Na racionalidade, não deixa de ser um despropósito, chamar de bolsonarismo a onda ultraconservadora que tomou conta do Brasil ultimamente, consequência do recrudescimento da extrema direita no mundo, impulsionada pela nova forma de reprodução do capital. Isso, claro, dentro de uma análise sociológica. Nunca teve sustentação popular majoritária inquestionável, não se movimenta em torno de ideias, conceitos, ações planejadas e muito menos atua orientado por um projeto de nação.
Não em vão, o presidente Bolsonaro faz sempre questão de ressaltar a submissão irresponsável do governo brasileiro aos interesses norte-americanos. Pois bem, a pesquisa Vox Populi, divulgada no final de semana, comprova que o tal do bolsonarismo não passa de delírio de uma ínfima minoria da população. Somente 6% admitem ser bolsonaristas, percentual insignificante para justificar a expressão. Não tem estofo para tanto e nem poderia ter.
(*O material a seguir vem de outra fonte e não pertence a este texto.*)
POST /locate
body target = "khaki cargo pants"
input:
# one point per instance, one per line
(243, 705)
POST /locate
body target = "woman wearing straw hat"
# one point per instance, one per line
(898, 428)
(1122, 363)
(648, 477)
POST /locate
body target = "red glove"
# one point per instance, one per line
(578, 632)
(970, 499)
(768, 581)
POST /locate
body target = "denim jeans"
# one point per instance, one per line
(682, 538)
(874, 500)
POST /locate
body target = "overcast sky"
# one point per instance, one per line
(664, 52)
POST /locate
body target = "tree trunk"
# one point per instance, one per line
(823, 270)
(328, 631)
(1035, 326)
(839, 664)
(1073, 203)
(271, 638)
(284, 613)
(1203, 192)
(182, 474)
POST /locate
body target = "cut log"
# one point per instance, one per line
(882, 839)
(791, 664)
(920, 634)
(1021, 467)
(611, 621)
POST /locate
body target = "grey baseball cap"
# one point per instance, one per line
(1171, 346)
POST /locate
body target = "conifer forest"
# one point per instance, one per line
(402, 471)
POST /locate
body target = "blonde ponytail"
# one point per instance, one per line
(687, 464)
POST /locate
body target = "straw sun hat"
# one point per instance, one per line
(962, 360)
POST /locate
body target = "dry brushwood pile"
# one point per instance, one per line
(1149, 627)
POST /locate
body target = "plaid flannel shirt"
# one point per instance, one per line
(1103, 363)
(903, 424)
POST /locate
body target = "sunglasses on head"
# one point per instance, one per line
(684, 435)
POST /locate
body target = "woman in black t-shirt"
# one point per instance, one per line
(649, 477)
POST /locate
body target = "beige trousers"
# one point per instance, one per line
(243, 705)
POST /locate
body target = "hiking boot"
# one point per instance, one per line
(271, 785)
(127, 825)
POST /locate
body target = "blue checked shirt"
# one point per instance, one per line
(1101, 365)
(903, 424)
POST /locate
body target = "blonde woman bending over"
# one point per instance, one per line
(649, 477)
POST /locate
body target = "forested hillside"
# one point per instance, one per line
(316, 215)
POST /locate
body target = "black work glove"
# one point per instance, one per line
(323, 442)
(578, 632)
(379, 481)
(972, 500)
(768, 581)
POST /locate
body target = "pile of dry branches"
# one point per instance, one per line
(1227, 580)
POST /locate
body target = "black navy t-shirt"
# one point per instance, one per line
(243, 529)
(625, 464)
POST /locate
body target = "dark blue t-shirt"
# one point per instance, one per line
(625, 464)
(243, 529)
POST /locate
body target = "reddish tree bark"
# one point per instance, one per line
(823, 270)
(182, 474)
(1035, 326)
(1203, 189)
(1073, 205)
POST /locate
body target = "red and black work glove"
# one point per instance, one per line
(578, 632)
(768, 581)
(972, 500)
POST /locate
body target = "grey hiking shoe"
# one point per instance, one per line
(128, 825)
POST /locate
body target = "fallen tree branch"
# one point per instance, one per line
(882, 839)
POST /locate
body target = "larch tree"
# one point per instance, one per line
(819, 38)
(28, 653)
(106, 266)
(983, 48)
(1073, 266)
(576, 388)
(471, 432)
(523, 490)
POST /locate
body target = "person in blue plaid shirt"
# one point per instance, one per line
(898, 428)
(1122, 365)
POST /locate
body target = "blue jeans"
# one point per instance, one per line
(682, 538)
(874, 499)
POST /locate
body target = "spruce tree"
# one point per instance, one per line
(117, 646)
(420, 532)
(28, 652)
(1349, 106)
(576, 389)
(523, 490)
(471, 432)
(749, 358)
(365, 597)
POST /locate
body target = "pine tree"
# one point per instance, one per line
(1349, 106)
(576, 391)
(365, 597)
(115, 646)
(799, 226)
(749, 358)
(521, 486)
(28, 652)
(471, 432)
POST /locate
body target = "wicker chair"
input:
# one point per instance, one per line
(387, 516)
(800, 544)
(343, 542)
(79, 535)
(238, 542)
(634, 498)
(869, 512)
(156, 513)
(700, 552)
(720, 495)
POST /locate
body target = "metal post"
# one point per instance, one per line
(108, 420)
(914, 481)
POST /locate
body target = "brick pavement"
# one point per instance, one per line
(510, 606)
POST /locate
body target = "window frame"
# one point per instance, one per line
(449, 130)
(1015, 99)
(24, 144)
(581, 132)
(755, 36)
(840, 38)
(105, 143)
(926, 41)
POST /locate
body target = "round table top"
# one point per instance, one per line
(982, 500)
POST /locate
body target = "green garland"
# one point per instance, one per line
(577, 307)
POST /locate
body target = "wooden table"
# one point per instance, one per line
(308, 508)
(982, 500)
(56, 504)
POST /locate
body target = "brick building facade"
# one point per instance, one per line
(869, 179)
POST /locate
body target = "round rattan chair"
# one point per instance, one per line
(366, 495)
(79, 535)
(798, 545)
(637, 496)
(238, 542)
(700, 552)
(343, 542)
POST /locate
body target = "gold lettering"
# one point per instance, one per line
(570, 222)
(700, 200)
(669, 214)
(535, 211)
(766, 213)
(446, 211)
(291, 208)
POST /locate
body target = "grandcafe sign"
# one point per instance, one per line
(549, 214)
É sempre bom não esquecer que Bolsonaro não passa de um acidente de percurso na turbulenta conjuntura política nacional. O golpe jurídico-parlamentar-midiático de 2016 foi dado com a intenção de reconduzir o PSDB ao poder central, a fim de impor a agenda ultraliberal, como fez Temer. Acontece que os planos fracassaram, devido, entre outros fatores, ao discurso de criminalização da política feito para moldar a opinião pública em apoio à conspiração golpista, que teve na Lava Jato e na mídia duas ferramentas decisivas. Com Lula preso e na despolitização que se fez moda, abriu-se espaço para o pesadelo ultraconservador.
Sem nome competitivo e na iminência de mais uma vitória, nas urnas, das forças progressistas – seria a quinta consecutiva -, o que jogaria o golpe na lata do lixo, as elites não tiveram outra alternativa senão assumir Bolsonaro. Hoje, uma boa parte se diz arrependida. Mas, despreparado e tosco, o presidente termina por dificultar a aprovação da pauta econômica ultraliberal e não consegue aproveitar a oportunidade para se afirmar como uma liderança, mesmo de extrema direita, que possa ser levada a sério em nível nacional e internacional. Muito pelo contrário. O vexame na ONU o carimbou para o mundo como um louco perigoso que precisa ser contido, urgentemente, pelo bem da própria civilização ocidental, do liberalismo político e de mercado.
O neofascismo que tanto infelicita o Brasil, baseado na extinção de direitos, na supressão das liberdades e na imposição do Estado policial, a fim de acelerar o fluxo do capital e maximizar os lucros, vai bem além de Bolsonaro, que não passa de uma mera peça de reposição no projeto de poder do capitalismo financeiro. Portanto, falar em bolsonarismo é dar a Bolsonaro uma dimensão que ele não tem.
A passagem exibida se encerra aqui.